Jason Barr

Posted on May 23, 2023 • Edited on Jul 2, 2023

How To Create Your Own Programming Language

#programminglanguages #compilers #interpreters #javascript

Programming languages fascinate me.

They are the means by which we communicate human desires into machine-usable instructions that can create amazing art, produce scientific breakthroughs, and carry out just about every type of business on the planet.

We break down these human-readable words and phrases into electrical impulses that turn tiny switches on and off, and the entire modern world is based on the movement of those little switches.

To program is an act of creation, and programming languages are the means by which we programmers create our universes.

In this series of posts, we will build our own programming language together.

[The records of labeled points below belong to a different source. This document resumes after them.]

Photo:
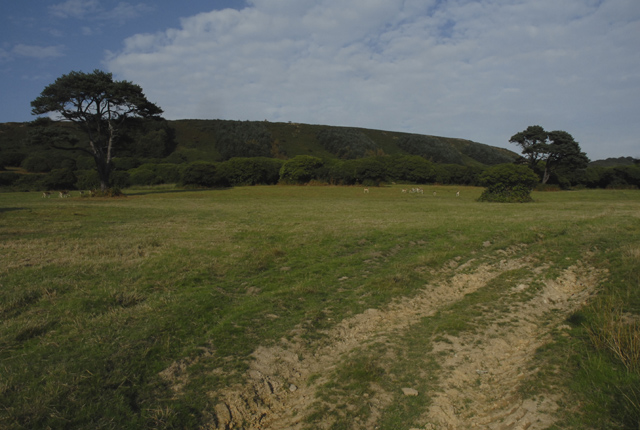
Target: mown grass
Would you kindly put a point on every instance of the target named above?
(99, 296)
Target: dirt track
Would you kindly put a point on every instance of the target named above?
(482, 371)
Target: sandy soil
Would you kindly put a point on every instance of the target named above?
(483, 371)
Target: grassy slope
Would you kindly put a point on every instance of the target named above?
(97, 297)
(196, 140)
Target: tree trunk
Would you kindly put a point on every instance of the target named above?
(104, 171)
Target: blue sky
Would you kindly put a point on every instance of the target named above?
(475, 69)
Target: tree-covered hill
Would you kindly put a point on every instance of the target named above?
(218, 140)
(223, 153)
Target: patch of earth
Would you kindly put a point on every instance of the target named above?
(480, 389)
(487, 369)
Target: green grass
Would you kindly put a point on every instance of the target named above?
(98, 296)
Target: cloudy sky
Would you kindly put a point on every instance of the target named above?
(475, 69)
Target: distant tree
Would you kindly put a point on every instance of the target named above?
(549, 151)
(508, 183)
(300, 169)
(199, 174)
(100, 106)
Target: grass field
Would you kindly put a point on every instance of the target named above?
(175, 309)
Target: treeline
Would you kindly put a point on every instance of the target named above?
(303, 169)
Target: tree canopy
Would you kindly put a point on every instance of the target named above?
(549, 151)
(100, 106)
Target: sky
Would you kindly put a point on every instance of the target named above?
(481, 70)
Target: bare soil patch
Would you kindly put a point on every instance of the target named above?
(482, 370)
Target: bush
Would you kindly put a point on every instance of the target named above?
(369, 171)
(87, 180)
(250, 171)
(36, 164)
(508, 183)
(12, 159)
(300, 169)
(144, 175)
(119, 180)
(199, 175)
(59, 179)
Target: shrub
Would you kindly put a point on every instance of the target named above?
(250, 171)
(87, 180)
(144, 175)
(12, 159)
(120, 179)
(199, 175)
(59, 179)
(36, 164)
(300, 169)
(508, 183)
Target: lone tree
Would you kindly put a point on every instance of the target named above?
(549, 151)
(100, 106)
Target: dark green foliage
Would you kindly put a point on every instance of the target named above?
(87, 180)
(120, 180)
(199, 175)
(508, 183)
(486, 154)
(456, 174)
(370, 171)
(8, 178)
(338, 172)
(100, 107)
(300, 169)
(346, 143)
(250, 171)
(146, 138)
(242, 139)
(126, 163)
(12, 158)
(614, 162)
(60, 179)
(36, 163)
(154, 174)
(549, 151)
(431, 148)
(410, 168)
(144, 175)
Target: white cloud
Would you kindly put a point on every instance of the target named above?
(39, 52)
(482, 70)
(75, 8)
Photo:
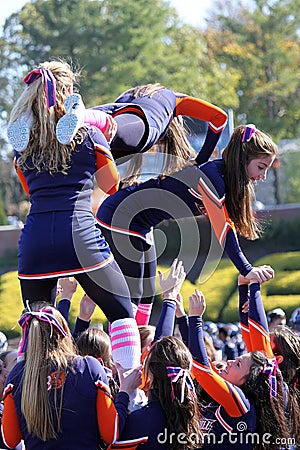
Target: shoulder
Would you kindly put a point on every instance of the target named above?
(212, 172)
(16, 373)
(96, 138)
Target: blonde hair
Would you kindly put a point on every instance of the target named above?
(175, 149)
(47, 348)
(239, 189)
(145, 90)
(44, 150)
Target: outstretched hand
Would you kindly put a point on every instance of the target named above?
(130, 379)
(197, 304)
(67, 287)
(172, 284)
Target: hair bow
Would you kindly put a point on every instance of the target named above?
(44, 315)
(248, 132)
(174, 373)
(270, 369)
(48, 81)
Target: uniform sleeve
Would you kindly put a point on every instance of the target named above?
(216, 118)
(21, 177)
(107, 174)
(243, 297)
(80, 326)
(257, 320)
(226, 394)
(64, 307)
(213, 197)
(11, 431)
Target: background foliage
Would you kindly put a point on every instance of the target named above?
(246, 58)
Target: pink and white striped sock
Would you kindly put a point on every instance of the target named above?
(135, 309)
(143, 314)
(126, 343)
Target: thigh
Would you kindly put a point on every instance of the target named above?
(129, 254)
(107, 287)
(38, 290)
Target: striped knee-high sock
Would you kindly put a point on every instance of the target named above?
(126, 343)
(142, 316)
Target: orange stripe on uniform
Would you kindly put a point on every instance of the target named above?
(216, 211)
(128, 445)
(246, 337)
(107, 175)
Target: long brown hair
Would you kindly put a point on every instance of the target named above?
(44, 150)
(145, 90)
(181, 417)
(47, 348)
(239, 189)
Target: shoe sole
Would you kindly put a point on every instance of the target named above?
(68, 125)
(18, 135)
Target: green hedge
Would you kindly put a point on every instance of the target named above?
(283, 291)
(11, 305)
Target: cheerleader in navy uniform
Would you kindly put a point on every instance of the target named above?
(60, 237)
(222, 189)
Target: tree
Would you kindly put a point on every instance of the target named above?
(263, 44)
(3, 218)
(119, 44)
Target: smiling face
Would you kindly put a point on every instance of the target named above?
(258, 167)
(236, 371)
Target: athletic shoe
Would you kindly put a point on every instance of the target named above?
(18, 132)
(69, 124)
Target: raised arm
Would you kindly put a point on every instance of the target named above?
(226, 394)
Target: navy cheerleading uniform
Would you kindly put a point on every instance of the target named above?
(130, 214)
(144, 120)
(60, 237)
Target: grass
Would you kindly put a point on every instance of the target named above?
(220, 291)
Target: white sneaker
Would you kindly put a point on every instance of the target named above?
(18, 132)
(69, 124)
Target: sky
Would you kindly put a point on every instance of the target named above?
(191, 11)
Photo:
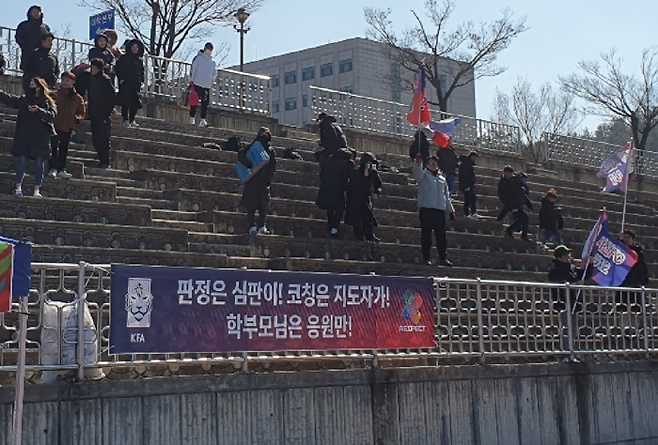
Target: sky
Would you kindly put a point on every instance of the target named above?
(561, 33)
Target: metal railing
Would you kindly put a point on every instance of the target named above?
(478, 318)
(167, 78)
(591, 153)
(387, 117)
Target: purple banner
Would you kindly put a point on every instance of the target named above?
(177, 310)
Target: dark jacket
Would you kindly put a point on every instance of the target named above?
(256, 191)
(550, 217)
(638, 276)
(101, 53)
(511, 192)
(420, 145)
(101, 96)
(447, 160)
(333, 180)
(71, 109)
(29, 35)
(565, 273)
(43, 63)
(359, 193)
(466, 173)
(130, 72)
(33, 130)
(331, 135)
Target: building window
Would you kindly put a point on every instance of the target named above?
(308, 73)
(345, 66)
(291, 103)
(290, 77)
(326, 70)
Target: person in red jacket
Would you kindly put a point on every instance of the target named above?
(71, 111)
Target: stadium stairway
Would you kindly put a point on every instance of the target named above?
(166, 200)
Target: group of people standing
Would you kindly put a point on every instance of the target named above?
(48, 114)
(344, 189)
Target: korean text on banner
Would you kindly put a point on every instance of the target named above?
(175, 310)
(6, 275)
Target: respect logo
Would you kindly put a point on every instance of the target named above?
(411, 312)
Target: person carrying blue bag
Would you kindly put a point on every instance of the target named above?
(256, 191)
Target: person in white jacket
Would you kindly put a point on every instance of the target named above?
(202, 79)
(434, 207)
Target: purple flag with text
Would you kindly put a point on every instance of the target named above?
(617, 169)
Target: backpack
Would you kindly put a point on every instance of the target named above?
(234, 144)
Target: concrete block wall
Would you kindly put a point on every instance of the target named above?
(504, 404)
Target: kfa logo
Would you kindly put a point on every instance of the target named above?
(139, 303)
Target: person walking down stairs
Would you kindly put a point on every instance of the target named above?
(71, 111)
(130, 72)
(34, 127)
(202, 79)
(256, 191)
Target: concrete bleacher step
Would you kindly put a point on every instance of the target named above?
(135, 192)
(152, 203)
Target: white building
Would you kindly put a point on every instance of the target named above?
(355, 65)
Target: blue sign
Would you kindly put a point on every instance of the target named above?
(99, 22)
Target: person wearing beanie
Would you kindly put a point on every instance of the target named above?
(202, 78)
(550, 218)
(43, 63)
(256, 191)
(364, 186)
(434, 207)
(29, 35)
(130, 72)
(101, 106)
(71, 111)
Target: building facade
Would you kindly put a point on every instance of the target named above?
(358, 66)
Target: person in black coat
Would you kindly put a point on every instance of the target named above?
(29, 34)
(43, 63)
(130, 72)
(550, 218)
(512, 194)
(421, 145)
(364, 186)
(34, 128)
(332, 138)
(101, 106)
(333, 185)
(101, 50)
(467, 183)
(448, 162)
(256, 191)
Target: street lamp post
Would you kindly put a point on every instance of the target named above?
(241, 16)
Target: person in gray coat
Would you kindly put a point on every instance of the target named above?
(434, 206)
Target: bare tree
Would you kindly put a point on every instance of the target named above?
(475, 48)
(536, 113)
(613, 93)
(166, 25)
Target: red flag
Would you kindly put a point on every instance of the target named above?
(419, 111)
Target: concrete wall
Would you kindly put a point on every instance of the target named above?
(503, 404)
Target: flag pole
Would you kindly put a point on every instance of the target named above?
(626, 182)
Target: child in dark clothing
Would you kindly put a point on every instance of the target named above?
(550, 218)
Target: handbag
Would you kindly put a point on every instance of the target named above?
(193, 98)
(184, 99)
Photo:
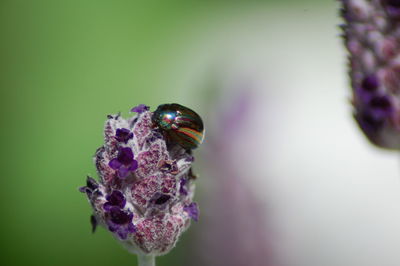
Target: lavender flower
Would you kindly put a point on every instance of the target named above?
(372, 37)
(141, 197)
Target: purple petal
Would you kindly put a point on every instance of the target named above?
(123, 135)
(370, 83)
(116, 198)
(140, 108)
(134, 165)
(131, 228)
(182, 188)
(123, 172)
(192, 210)
(119, 217)
(107, 206)
(123, 234)
(125, 156)
(114, 164)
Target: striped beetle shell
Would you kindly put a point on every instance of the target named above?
(181, 125)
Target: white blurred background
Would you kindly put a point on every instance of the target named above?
(330, 198)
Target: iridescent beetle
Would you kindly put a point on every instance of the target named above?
(180, 124)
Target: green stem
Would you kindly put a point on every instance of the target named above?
(146, 260)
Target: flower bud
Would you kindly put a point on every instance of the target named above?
(144, 195)
(372, 37)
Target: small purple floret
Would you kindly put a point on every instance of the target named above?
(115, 199)
(370, 83)
(123, 135)
(120, 222)
(192, 210)
(124, 163)
(182, 185)
(140, 108)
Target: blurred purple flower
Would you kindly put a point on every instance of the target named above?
(372, 38)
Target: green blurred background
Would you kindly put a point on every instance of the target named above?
(65, 65)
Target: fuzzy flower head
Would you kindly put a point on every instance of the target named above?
(144, 195)
(372, 37)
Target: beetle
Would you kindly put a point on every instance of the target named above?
(179, 124)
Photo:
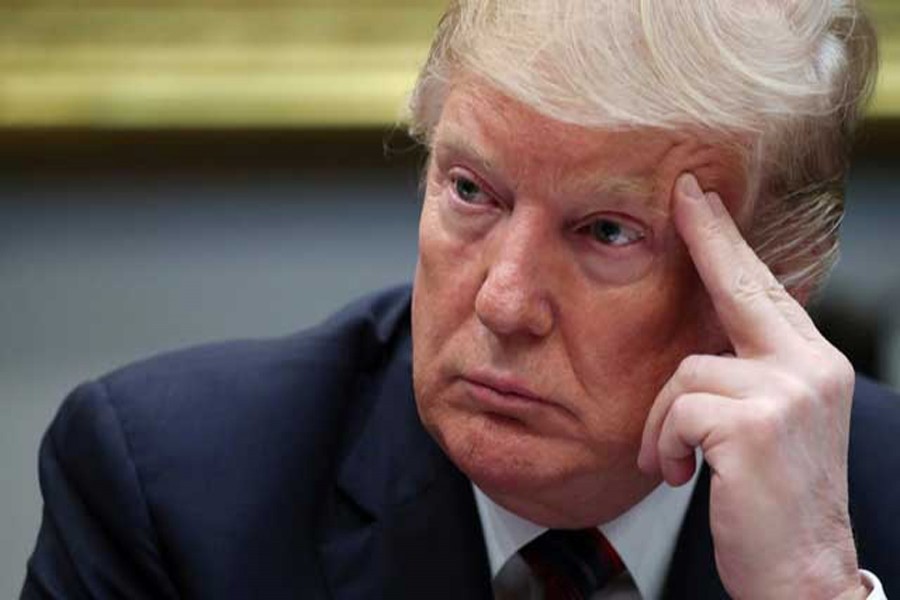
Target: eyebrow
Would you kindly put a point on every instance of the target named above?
(634, 187)
(456, 144)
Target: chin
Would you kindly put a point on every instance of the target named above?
(503, 457)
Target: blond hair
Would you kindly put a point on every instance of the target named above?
(791, 75)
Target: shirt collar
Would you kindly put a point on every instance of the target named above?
(644, 535)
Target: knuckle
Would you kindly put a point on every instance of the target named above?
(766, 425)
(690, 369)
(832, 374)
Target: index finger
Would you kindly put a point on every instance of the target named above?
(741, 286)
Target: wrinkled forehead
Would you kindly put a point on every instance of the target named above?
(502, 134)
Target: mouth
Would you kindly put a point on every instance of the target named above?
(503, 394)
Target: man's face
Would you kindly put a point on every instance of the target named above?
(552, 300)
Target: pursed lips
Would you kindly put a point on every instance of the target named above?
(496, 389)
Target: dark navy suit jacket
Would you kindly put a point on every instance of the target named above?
(298, 468)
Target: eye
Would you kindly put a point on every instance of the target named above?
(468, 191)
(614, 233)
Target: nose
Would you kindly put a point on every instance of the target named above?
(514, 296)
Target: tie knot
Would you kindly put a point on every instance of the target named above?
(572, 563)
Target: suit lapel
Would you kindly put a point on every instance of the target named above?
(693, 573)
(402, 521)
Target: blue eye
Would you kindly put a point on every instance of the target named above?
(467, 190)
(613, 233)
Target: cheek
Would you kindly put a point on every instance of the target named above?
(446, 282)
(632, 345)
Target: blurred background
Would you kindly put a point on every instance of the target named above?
(175, 171)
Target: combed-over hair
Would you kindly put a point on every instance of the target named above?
(792, 76)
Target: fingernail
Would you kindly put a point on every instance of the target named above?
(689, 186)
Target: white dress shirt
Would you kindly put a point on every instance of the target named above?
(644, 537)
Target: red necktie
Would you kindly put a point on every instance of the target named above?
(572, 563)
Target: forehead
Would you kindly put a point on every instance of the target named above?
(504, 135)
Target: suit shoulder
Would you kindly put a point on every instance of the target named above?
(246, 386)
(875, 407)
(874, 485)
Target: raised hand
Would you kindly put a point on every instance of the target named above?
(772, 421)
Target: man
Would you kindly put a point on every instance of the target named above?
(586, 320)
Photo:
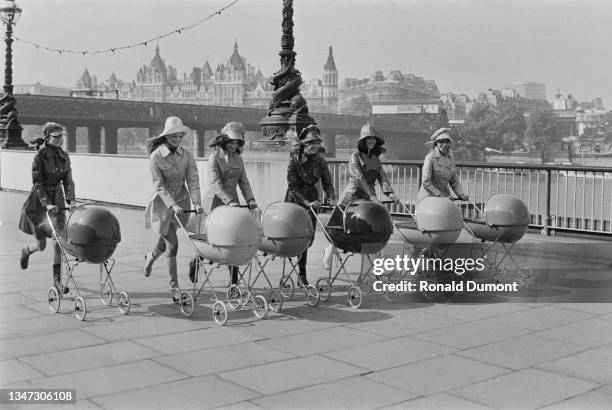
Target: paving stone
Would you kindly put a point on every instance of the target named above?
(441, 401)
(88, 357)
(591, 332)
(196, 393)
(437, 375)
(291, 374)
(390, 353)
(544, 317)
(521, 352)
(111, 379)
(221, 359)
(471, 334)
(529, 388)
(594, 364)
(350, 393)
(321, 341)
(50, 342)
(196, 340)
(15, 371)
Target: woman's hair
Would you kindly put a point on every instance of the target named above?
(377, 150)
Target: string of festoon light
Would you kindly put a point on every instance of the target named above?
(134, 45)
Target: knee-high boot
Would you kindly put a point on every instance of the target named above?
(57, 278)
(152, 256)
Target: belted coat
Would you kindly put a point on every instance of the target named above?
(51, 171)
(225, 173)
(364, 170)
(176, 182)
(439, 172)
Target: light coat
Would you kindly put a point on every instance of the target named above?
(176, 182)
(225, 173)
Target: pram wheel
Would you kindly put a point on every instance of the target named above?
(80, 310)
(364, 281)
(355, 297)
(260, 307)
(187, 303)
(287, 287)
(220, 313)
(106, 293)
(54, 299)
(123, 300)
(275, 301)
(312, 296)
(324, 289)
(234, 297)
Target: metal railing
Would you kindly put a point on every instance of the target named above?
(559, 198)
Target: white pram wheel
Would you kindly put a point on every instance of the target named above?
(80, 310)
(220, 312)
(187, 303)
(123, 300)
(54, 299)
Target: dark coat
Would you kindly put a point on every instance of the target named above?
(302, 176)
(51, 171)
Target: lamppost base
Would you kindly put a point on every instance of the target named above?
(10, 138)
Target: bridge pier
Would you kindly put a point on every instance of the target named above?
(110, 139)
(93, 138)
(70, 139)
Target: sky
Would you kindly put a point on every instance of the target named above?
(466, 46)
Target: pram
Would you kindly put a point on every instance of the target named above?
(496, 230)
(364, 228)
(91, 235)
(432, 230)
(287, 231)
(231, 238)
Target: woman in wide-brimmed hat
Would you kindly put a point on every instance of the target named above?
(177, 186)
(365, 168)
(51, 171)
(306, 168)
(226, 171)
(439, 169)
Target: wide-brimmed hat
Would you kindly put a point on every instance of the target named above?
(369, 131)
(231, 131)
(173, 125)
(440, 134)
(53, 129)
(310, 134)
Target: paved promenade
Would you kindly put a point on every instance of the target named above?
(468, 352)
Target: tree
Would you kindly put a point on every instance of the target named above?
(542, 130)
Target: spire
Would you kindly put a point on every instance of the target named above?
(331, 64)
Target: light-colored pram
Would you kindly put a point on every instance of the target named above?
(91, 235)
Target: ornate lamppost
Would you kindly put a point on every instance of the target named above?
(288, 107)
(10, 129)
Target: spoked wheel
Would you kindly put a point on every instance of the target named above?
(123, 300)
(275, 301)
(54, 299)
(287, 287)
(312, 295)
(260, 306)
(106, 293)
(355, 297)
(80, 310)
(220, 313)
(187, 303)
(234, 297)
(324, 289)
(365, 283)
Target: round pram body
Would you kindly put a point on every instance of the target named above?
(437, 223)
(506, 219)
(366, 226)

Why Create Your Own Language

There are hundreds of programming languages already. Why create your own?

Well, maybe there's something you want to do that existing languages just don't do well enough for your liking.

Maybe your passion is data visualization, and you want a language geared specifically for that task.

Languages are also fantastic for experiments. Some of the most beloved languages today have their roots in language experiments. For example, the ML family of languages (which includes OCaml and F#) started life as a theoretical type system. Lisp originally came from a paper on theories related to recursive functions. Ideas from these 2 language families have made their way into several modern languages that are in widespread use, including Rust and JavaScript.

Maybe you just enjoy a good programming challenge. Some of the hardest programming problems I've ever solved have come about while building interpreters and compilers. Creating a programming language brings together skills from a wide range of programming and computer science topics, including data structures and algorithms, computability theory, and more.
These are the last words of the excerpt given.